@levalicious/server-memory
v0.0.16
Published
MCP server for enabling memory for Claude through a knowledge graph
Readme
Knowledge Graph Memory Server
A persistent knowledge graph with binary storage, PageRank-based ranking, and Maximum Entropy Random Walk (MERW) exploration. Designed as an MCP server for use with LLM agents.
Storage Format
The knowledge graph is stored in two binary files using a custom mmap-backed arena allocator:
<base>.graph— Entity records (72 bytes each), adjacency blocks, and node log<base>.strings— Interned, refcounted string table
This replaces the original JSONL format. The binary format supports O(1) entity lookup, POSIX file locking for concurrent access, and in-place mutation without rewriting the entire file.
[!NOTE] Migrating from JSONL: If you have an existing
.jsonknowledge graph, use the migration script:npx tsx scripts/migrate-jsonl.ts [path/to/memory.json]The original
.jsonfile is preserved. See alsoscripts/verify-migration.tsto validate the result. TheMEMORY_FILE_PATHdoes not need to change.
[!NOTE] Automatic v1→v2 migration: Graph files using the v1 format (64-byte entity records) are automatically migrated to v2 (72-byte records with MERW ψ field) on first open. The old file is preserved as
<name>.graph.v1.
Core Concepts
Entities
Entities are the primary nodes in the knowledge graph. Each entity has:
- A unique name (identifier)
- An entity type (e.g., "person", "organization", "event")

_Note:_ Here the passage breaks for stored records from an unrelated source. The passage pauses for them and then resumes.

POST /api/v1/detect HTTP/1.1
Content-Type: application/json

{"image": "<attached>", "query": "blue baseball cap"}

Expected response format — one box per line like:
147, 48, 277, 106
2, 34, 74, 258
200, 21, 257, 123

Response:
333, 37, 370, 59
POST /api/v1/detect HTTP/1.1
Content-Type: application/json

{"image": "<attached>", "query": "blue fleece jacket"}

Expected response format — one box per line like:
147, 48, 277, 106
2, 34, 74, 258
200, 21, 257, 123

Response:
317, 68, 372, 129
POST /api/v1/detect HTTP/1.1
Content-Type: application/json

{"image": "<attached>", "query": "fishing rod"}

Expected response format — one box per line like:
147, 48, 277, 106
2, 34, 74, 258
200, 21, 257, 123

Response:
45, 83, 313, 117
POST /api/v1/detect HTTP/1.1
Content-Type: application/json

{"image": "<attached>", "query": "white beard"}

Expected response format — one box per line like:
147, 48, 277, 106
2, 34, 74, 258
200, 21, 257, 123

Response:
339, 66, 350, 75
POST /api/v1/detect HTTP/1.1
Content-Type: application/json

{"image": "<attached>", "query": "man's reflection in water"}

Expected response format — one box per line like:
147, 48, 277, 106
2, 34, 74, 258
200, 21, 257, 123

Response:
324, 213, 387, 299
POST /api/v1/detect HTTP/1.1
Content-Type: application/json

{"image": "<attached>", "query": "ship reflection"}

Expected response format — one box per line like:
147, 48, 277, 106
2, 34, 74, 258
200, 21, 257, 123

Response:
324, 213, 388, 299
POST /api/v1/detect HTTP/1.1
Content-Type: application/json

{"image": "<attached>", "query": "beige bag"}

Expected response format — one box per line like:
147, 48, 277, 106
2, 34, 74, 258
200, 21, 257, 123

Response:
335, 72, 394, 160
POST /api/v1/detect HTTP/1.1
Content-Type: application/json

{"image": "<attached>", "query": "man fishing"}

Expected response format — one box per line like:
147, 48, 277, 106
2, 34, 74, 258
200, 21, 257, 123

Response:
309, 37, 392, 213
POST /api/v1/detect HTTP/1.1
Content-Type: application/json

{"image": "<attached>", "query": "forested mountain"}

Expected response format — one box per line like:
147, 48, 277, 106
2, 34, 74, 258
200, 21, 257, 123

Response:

- A list of observations (max 2, each max 140 characters)
- Modification timestamps (
mtimefor any change,obsMtimefor observation changes)
Example:
{
"name": "John_Smith",
"entityType": "person",
"observations": ["Speaks fluent Spanish"],
"mtime": 1733423456789,
"obsMtime": 1733423456789
}Relations
Relations define directed connections between entities. They are always stored in active voice and describe how entities interact or relate to each other. Each relation has a modification timestamp (mtime).
Example:
{
"from": "John_Smith",
"to": "Anthropic",
"relationType": "works_at",
"mtime": 1733423456789
}Observations
Observations are discrete pieces of information about an entity. They are:
- Stored as strings (max 140 characters each)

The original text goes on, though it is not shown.